1st Sunday in Lent 2026 – St Andrew’s Milngavie
Today we celebrated the 1st Sunday of Lent
The Lent Study Group begins on Tuesday at All Saints 2pm in their small hall. We will meet every Tuesday afternoon in Lent 2pm ( February 24th and March 3rd, 10th, 17th, 24th and 31st)The book to be studied is Dust & Glory by David Runcorn. It is a book of daily Bible readings from Ash Wednesday to Easter Day, broken up into the six weeks of Lent..
This Week
Tuesday 10am – Prayer Group in the Garden Room
Thursday 10am – Said Holy Communion followed by coffee in Friendship House.
2.30pm – Book Group Liz’s
Readings for next Sunday – 2nd Sunday of Lent – Genesis 12:1-4 Romans 4:1-5,13-17 John 3:1-17
Today’s readings – Genesis 2:15-17,3:1-7, Romans 5:12-19, Matthew 4 1-11
On Tuesday we enjoyed pancakes at the prayer group. This week on Ash Wednesday we began the season of Lent. Lent is a season in the church’s year when Christians traditionally spend time in fasting, contemplation, denial and self-reflection, prayer and studying the scriptures. The purpose being to grow closer to God.
Shrove Tuesday, historically, was a day to use up all the extra food in the house in preparation for the fast ahead – and so it became a custom to make pancakes. A tradition still very much practised today, albeit on a more secular level.
Our Christian ancestors, however, would have taken Lent very seriously. In the fourth century, the desert fathers and mothers as they were known felt called to live out a life of extreme asceticism often in the inhospitable desert. There they starved themselves of food, drink and companionship. And they trained themselves, through these feats of asceticism to be dependent on the strength of God alone.
They did not set out to influence the rest of Church or society, they lived lives of poverty, withdrawn from everyday life and normal influences. But somehow their witness energised even those who knew they could never imitate this hard calling. So, their life in the wilderness brought encouragement, not just for those who embraced it but for others too.
The gospel this morning tells us that immediately after Jesus was baptised The Spirit sent him out into the wilderness. Matthew 4:1 The wilderness in the bible is a place of preparation, a place for intercession, a place to wait on God, and a place to rest.

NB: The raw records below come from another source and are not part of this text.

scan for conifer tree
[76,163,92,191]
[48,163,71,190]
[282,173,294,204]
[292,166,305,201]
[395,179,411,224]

After crossing the waters of the Red Sea, God led Moses and his people into the wilderness and to the mountain, where Moses fasted for forty days and forty nights prior to receiving the tablets of the law. Exodus 14ff
Later, King David fled to the wilderness to fast and wait on God for deliverance after his lapse into adultery, and while his own son hunted him in open rebellion. 2 Samual 11 Finally, Elijah fled for his life to the wilderness after displacing the religion of Baal, where he fell to the ground in a refusal of his calling, and yet where he was comforted, sustained and renewed. 1 Kings:19
And so, Jesus goes into the wilderness to prepare himself for his ministry. It may seem an odd way to prepare for leadership, by starving oneself alone in the desert. Jesus prepares for his ministry by making himself weak and utterly vulnerable, as though this is the only way in which he can be sure that the ministry he will exercise comes from God, and not just from his own strengths. He does not spend the time drawing up plans and identifying key people and setting goals. Instead, he reduces himself to the barest essentials leaving his character and instincts, starkly exposed with no externals to buttress them.
What was being tested in the wilderness was the core of Jesus’ being, stripped of all other defences. That core proved to be total dependence on God his father.

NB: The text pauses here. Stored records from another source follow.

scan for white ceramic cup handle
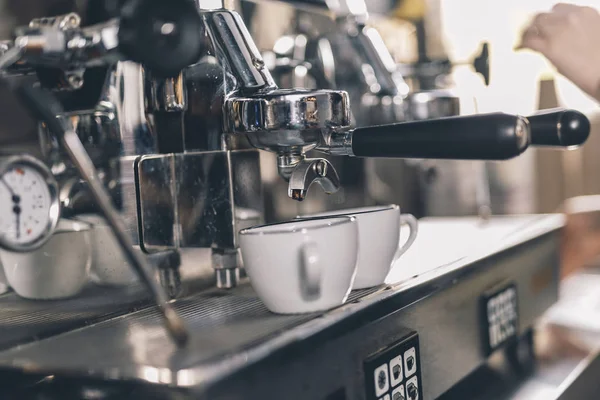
[392,214,419,264]
[299,241,322,301]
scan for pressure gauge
[0,155,60,251]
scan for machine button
[374,363,390,397]
[392,385,406,400]
[404,347,417,378]
[390,356,404,387]
[406,376,419,400]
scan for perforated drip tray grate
[0,285,148,350]
[0,284,382,375]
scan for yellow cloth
[394,0,427,21]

In our scripture today, in the reading from Genesis about the fall of mankind, we are reminded of our need for God. We are not all called to go and live lives of harsh asceticism in the desert like the desert fathers and mothers. But in Lent we are offered the chance to ask ourselves, what is at the heart and core of our lives? What would the devil offer to us to tempt us away from God? Do we even know what is essential to us and what is peripheral? What sustains us spiritually?
So Lent is not something to be dreaded, depressed about or overly hard on ourselves. It’s a journey we undertake together. It is a chance to use wilderness time as an opportunity to grow and to know God better, so that we may find new ways to draw closer to him, and as a result find that his call on our lives will grow clearer and more understandable.
Whatever form our Lenten journey may take, Lent is really a preparation for the greater story. It gives us a focus into the wider picture, Easter.
Easter is the most exciting and important thing we celebrate as Christians. It is at Easter that we celebrate the resurrection of our Lord. It is at Easter that we remember Jesus’ victory over death and all that is bad – the greatest mystery that brings us the greatest hope and salvation to the world.